The bank on which the check is drawn, known as the drawee bank,
is under strict liability to pay to the order of the payee in accordance with the
drawers instructions as reflected on the face and by the terms of the check.
Thus, payment made before the date specified by the drawer is clearly
against the drawee bank's duty to its client.
ISSUE: WHETHER OR NOT PCIB ACTED NEGLIGENTLY IN DEALING
WITH TANS ACCOUNT.
DECISION OF THE RTC:

The RTC ruled in favor of PCIB, holding that it did not act negligently
and dismissed the complaint. Tan appealed.
DECISION OF THE CA:
The CA reversed the decision of RTC and directed PCIB to pay
respondent the sum of P1,864,500.00 actual damages, P50,000.00 moral
damages, P50,000.00 exemplary damages and attorney's fees of
P30,000.00.
PCIB filed a motion for reconsideration, which the CA denied.
SC RULING:
The SC affirmed with modifications the decision of CA, holding that
PCIB acted negligently. However, the award of moral damages was deleted
and added the award of temperate damages.

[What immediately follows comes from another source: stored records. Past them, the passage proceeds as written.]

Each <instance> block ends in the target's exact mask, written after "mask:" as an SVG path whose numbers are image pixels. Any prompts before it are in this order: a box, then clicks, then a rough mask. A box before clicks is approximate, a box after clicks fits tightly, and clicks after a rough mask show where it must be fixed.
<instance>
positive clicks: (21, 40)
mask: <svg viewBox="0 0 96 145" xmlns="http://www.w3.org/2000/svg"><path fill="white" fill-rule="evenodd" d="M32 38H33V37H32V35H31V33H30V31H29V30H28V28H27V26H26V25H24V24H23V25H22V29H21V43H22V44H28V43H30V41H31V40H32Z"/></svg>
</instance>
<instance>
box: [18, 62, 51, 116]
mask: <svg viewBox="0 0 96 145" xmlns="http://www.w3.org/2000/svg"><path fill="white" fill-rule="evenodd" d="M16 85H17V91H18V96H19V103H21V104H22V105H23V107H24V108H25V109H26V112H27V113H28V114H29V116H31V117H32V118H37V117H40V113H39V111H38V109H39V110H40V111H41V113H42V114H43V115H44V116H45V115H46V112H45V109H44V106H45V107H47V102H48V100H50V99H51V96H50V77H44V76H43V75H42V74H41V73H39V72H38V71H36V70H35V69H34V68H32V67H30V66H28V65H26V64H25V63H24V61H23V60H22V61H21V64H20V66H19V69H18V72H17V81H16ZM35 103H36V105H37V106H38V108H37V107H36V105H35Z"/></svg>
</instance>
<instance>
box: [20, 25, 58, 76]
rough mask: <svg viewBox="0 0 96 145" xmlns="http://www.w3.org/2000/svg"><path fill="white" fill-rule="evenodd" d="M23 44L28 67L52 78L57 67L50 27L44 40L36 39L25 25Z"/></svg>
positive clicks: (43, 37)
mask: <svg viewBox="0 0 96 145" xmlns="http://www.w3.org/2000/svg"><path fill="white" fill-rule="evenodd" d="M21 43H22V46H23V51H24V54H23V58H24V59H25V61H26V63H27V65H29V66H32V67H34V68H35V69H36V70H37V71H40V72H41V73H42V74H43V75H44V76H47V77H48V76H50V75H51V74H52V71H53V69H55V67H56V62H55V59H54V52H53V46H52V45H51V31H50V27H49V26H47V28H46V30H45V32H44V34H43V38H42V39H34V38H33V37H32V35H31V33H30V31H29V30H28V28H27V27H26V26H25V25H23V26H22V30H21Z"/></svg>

The Court had already imposed on banks the same high standard of
diligence required under R.A. 8791 at the time of the untimely debiting of
Tan's account by PCIB. In Simex International (Manila), Inc. v. Court of
Appeals, the Court held that as a business affected with public interest and
because of the nature of its functions, the bank is under obligation to treat
the accounts of its depositors with meticulous care, always having in mind
the fiduciary nature of their relationship. The diligence required of banks,
therefore, is more than that of a good father of a family. In every case, the
depositor expects the bank to treat his account with the utmost fidelity,
whether such account consists only of a few hundred pesos or of millions.
The bank must record every single transaction accurately, down to the last
centavo, and as promptly as possible. This has to be done if the account is to
reflect at any given time the amount of money the depositor can dispose of
as he sees fit, confident that the bank will deliver it as and to whomever he
directs.
Based on the facts, it is clear that PCIB did not exercise the degree of
diligence that it ought to have exercised in dealing with its client.
Furthermore, the bank on which the check is drawn, known as the drawee
bank, is under strict liability to pay to the order of the payee in accordance
with the drawers instructions as reflected on the face and by the terms of
the check. Thus, payment made before the date specified by the drawer is
clearly against the drawee bank's duty to its client. As such, the Court finds
that PCIBs negligence is the proximate cause of Tans loss.